Towards 3D Acceleration for low-power Mixture-of-Experts and Multi-Head Attention Spiking Transformers
Boxun Xu, Junyoung Hwang, Pruek Vanna-iampikul, Yuxuan Yin, Sung Kyu Lim, Peng Li
TL;DR
The paper tackles the energy and latency challenges of large-scale spiking transformers that combine Mixture-of-Experts and self-attention by introducing the first dedicated 3D hardware accelerators. It presents two-tier, face-to-face bonded 3D architectures with memory-on-logic and logic-on-logic interconnections to exploit spatial and temporal parallelism, enabling efficient weight reuse across modular spiking experts and attention heads. workload-specific definitions for Spiking MoE and Spiking MHA are provided, along with kernel-fused, dataflow-optimized PE designs and top-tier global buffers to minimize data movement. Evaluations on CIFAR-10/100 show 3D designs achieving up to 39–41% area reductions, 14.4% power savings (MoE), and 15–30% memory-access latency reductions over 2D designs, with higher effective frequencies, demonstrating practical energy-efficient deployment paths for large-scale spiking MoE transformers. Overall, the work establishes a blueprint for scalable, low-power neuromorphic accelerators capable of handling brain-inspired MoE and MHA computations at scale.
Abstract
Spiking Neural Networks(SNNs) provide a brain-inspired and event-driven mechanism that is believed to be critical to unlock energy-efficient deep learning. The mixture-of-experts approach mirrors the parallel distributed processing of nervous systems, introducing conditional computation policies and expanding model capacity without scaling up the number of computational operations.
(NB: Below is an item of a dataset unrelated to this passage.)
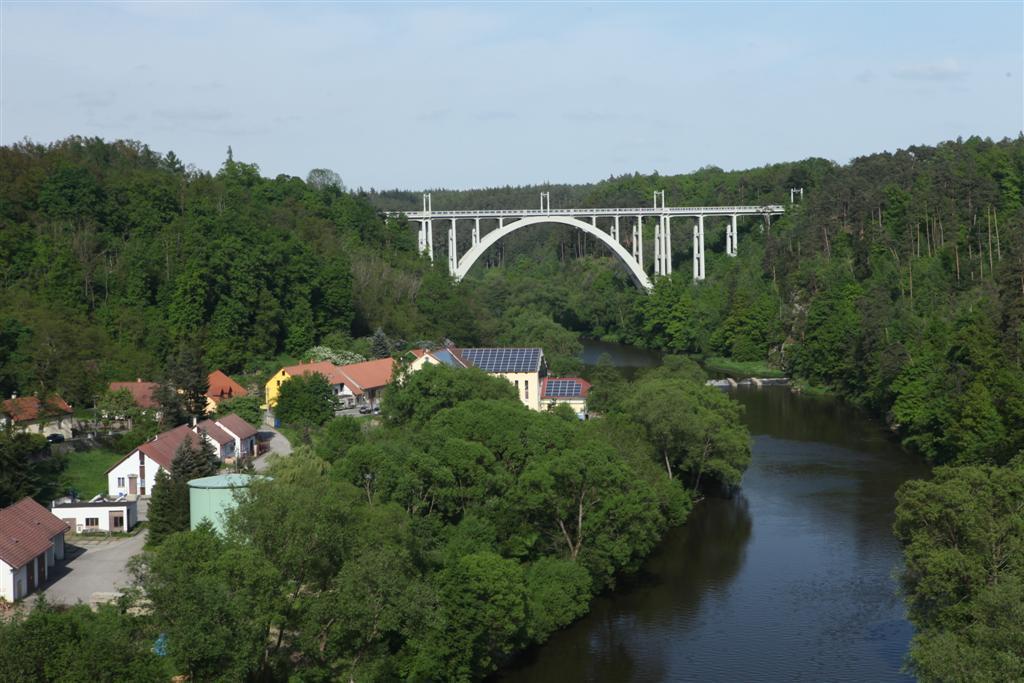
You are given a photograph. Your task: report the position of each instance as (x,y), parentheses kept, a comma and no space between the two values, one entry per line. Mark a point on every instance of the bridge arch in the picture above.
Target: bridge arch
(637,273)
Additionally, spiking mixture-of-experts self-attention mechanisms enhance representation capacity, effectively capturing diverse patterns of entities and dependencies between visual or linguistic tokens. However, there is currently a lack of hardware support for highly parallel distributed processing needed by spiking transformers, which embody a brain-inspired computation. This paper introduces the first 3D hardware architecture and design methodology for Mixture-of-Experts and Multi-Head Attention spiking transformers. By leveraging 3D integration with memory-on-logic and logic-on-logic stacking, we explore such brain-inspired accelerators with spatially stackable circuitry, demonstrating significant optimization of energy efficiency and latency compared to conventional 2D CMOS integration.